Ninety-two percent of workers at the Kansas City Assembly Plant voted against changes to their contract Sunday. The plant, which makes Ford F-150 pickups as well as the Ford Explorer and Mercury Mariner, employs around 3,700 people, or about 9 percent of Ford's 41,000 UAW members.
Workers at plants in Livonia and Plymouth also rejected the changes in recent days, according to Gary Wolkowicz, a member of the UAW bargaining committee at the Dearborn Truck Plant and an outspoken opponent of the changes. The vote at the Sheldon Road plant in Plymouth, which makes climate control systems, was 80 percent opposed, while 52 percent of those voting at the Livonia transmission plant were against the deal.
Ford and the UAW agreed to make changes to their 2007 labor agreement two weeks ago, bringing Ford in line with labor cost cuts already agreed to at General Motors Co. and Chrysler LLC. But workers must ratify the changes for them to go into effect.
Workers would get a $1,000 bonus if the deal is ratified, but the proposal also would freeze entry-level wages and require some skilled-trades workers to do more than one job. The union also agreed not to strike Ford if the two sides disagree on wage or benefit increases, although the UAW could still strike over other issues.
Jeff Wright, president of UAW Local 249 in Pleasant Valley, Mo., which represents the Kansas City plant, said workers were upset about the wage cap, changes in work rules and the no-strike provision. But he said workers also were angered by local management issues, including a rash of disciplinary hearings in recent weeks.
"I'm sure you've heard that all politics are local," said Wright, who stayed neutral on the changes. "Management, leading up to this, was not conducive to getting a 'yes' vote from our members."
Workers elsewhere have approved the changes. Two factories in Wayne, Mich., and two more in Brook Park, Ohio, near Cleveland have approved the deal. The Wayne plant voted only 51 percent in favor despite getting commitments for two new vehicles. Sixty-one percent of workers in Brook Park supported the deal, Wolkowicz said.
A message seeking comment was left Monday with the UAW. Ford has said it won't comment on the process until the voting ends.

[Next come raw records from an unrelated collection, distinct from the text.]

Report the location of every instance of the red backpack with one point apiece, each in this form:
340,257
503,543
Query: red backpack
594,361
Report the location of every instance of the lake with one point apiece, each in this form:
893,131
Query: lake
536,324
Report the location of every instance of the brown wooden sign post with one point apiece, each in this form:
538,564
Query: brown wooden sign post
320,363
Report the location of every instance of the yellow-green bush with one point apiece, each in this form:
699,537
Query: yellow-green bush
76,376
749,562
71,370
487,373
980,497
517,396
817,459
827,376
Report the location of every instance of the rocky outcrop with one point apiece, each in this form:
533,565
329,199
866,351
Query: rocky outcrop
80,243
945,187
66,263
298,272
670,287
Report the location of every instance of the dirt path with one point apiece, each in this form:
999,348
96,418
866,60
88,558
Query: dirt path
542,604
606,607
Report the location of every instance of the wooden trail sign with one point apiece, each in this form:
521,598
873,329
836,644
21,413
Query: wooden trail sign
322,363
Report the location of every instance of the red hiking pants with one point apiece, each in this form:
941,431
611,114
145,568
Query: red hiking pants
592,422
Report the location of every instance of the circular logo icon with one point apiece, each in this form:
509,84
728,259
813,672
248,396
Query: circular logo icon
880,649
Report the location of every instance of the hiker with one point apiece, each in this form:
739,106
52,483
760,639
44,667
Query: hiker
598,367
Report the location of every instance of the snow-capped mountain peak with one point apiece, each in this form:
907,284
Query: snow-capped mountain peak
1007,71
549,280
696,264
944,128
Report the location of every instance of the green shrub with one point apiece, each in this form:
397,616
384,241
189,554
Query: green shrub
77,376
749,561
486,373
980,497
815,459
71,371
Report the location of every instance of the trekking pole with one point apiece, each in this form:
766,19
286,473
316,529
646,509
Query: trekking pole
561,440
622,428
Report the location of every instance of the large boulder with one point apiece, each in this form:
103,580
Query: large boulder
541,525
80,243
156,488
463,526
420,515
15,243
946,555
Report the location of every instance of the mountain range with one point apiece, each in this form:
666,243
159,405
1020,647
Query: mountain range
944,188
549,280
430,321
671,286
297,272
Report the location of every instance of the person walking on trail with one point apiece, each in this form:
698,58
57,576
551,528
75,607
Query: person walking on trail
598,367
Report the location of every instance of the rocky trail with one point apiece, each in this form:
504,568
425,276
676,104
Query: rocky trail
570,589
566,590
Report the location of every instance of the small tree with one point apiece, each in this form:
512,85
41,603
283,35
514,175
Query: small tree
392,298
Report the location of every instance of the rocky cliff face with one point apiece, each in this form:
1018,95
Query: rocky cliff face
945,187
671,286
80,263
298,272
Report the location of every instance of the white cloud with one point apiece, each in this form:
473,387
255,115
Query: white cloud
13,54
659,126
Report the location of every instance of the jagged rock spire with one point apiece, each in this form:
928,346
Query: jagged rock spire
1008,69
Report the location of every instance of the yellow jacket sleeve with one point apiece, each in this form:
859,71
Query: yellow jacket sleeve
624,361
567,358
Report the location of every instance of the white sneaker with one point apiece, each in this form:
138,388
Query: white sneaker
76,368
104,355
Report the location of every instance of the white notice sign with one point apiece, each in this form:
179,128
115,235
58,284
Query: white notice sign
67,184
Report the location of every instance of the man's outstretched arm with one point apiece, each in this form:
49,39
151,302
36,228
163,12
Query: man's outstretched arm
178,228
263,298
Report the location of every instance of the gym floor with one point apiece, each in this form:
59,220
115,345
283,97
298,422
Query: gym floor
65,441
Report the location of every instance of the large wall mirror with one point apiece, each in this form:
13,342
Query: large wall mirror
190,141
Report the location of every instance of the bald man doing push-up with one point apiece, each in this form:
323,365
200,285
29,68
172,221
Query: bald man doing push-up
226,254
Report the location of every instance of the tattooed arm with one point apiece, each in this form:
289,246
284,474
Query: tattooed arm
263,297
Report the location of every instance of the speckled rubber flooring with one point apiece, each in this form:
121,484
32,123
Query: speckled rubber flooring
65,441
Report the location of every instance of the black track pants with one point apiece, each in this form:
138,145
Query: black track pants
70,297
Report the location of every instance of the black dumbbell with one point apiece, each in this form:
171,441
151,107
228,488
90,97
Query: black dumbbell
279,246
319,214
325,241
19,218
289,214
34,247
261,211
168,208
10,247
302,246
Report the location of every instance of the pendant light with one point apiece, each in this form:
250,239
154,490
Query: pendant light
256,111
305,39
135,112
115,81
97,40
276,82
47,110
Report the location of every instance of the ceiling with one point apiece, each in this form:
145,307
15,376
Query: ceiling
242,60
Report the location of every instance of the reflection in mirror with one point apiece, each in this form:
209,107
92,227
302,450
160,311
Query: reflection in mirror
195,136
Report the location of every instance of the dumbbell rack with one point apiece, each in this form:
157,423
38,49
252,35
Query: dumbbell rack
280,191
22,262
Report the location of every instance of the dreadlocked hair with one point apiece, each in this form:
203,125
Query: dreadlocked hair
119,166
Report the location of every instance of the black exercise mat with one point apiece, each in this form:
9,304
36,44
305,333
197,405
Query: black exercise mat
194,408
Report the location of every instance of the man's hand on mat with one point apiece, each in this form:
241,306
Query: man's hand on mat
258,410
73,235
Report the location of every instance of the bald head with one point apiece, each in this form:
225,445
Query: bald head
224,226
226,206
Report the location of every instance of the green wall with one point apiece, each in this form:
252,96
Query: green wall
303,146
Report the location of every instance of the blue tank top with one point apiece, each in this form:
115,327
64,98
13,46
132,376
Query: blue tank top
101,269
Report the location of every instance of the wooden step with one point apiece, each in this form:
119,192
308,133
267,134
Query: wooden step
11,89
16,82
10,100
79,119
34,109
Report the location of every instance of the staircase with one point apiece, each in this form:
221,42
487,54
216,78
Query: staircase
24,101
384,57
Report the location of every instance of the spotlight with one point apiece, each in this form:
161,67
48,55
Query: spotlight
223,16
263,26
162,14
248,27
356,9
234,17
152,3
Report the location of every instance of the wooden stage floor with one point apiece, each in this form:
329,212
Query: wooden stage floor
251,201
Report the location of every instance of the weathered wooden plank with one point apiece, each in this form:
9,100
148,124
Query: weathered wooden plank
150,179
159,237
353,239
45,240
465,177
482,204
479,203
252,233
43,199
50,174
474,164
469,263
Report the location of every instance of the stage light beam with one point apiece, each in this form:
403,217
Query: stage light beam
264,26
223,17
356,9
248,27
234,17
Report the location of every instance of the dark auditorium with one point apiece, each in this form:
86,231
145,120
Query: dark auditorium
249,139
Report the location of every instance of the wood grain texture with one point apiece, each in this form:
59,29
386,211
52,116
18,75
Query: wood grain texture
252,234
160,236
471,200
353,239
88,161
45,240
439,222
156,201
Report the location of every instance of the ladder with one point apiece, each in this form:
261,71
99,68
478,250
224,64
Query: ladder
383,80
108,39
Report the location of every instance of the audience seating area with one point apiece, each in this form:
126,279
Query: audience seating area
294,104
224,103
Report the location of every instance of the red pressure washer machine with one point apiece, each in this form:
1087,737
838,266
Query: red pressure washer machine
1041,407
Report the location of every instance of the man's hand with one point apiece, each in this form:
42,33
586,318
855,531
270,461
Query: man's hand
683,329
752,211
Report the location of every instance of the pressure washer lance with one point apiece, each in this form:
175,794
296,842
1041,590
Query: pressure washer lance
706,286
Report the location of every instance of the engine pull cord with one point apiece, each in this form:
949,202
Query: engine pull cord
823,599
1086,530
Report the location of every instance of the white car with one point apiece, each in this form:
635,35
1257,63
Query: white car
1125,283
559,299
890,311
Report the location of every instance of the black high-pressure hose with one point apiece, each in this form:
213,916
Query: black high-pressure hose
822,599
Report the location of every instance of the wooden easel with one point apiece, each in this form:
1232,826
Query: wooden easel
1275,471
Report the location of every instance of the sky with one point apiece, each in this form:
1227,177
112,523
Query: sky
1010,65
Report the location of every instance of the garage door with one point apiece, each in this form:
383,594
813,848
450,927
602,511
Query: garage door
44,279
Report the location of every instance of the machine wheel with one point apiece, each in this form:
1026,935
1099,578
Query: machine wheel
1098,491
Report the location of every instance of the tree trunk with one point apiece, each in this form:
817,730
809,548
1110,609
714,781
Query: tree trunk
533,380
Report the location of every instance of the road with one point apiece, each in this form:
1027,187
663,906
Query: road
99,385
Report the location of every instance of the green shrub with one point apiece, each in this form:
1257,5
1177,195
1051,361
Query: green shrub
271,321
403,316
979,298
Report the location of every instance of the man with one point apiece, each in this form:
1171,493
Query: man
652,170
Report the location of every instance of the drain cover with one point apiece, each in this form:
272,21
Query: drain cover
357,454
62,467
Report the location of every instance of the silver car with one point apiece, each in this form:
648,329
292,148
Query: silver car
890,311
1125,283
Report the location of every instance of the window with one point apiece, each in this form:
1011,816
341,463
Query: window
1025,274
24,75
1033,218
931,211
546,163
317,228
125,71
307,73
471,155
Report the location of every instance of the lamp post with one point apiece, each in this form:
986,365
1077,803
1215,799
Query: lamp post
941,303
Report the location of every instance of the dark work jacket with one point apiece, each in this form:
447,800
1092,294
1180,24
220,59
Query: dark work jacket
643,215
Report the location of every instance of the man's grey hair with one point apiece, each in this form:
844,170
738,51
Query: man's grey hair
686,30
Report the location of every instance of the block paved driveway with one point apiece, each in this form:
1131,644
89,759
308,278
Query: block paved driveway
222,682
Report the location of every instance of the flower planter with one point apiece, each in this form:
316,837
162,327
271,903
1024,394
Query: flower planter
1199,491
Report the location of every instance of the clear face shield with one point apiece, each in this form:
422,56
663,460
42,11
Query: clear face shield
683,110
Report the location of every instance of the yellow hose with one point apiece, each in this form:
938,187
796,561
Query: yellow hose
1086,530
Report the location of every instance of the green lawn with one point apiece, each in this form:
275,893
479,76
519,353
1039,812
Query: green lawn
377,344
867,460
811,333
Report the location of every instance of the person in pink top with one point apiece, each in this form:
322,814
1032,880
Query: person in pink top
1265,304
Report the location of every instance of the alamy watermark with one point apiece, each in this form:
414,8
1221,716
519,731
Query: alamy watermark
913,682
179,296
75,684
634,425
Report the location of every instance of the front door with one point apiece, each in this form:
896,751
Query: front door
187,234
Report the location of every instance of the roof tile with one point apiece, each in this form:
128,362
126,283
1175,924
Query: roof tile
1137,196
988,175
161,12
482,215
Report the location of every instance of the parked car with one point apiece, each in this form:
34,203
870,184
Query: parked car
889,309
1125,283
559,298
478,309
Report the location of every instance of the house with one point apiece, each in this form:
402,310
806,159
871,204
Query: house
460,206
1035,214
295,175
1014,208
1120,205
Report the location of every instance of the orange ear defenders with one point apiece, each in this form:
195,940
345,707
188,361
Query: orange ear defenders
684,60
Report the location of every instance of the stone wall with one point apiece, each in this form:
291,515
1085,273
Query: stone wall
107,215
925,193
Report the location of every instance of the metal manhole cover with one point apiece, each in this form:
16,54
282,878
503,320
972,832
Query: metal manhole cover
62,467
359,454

UAW President Ron Gettelfinger told The Associated Press in an interview before the Kansas City vote that he's pushing the deal because it preserves jobs through product guarantees for several plants. He also believes it helps Ford be competitive and profitable in the future.
But opponents say Ford already is healthier than GM and Chrysler, and that workers need to take a stand and stop accepting concessions.
Voting is scheduled to end Nov. 2, the same day Ford is set to release its third-quarter earnings. At least one analyst has predicted the company will report a profit, adding to opponents' case that the automaker doesn't need further concessions.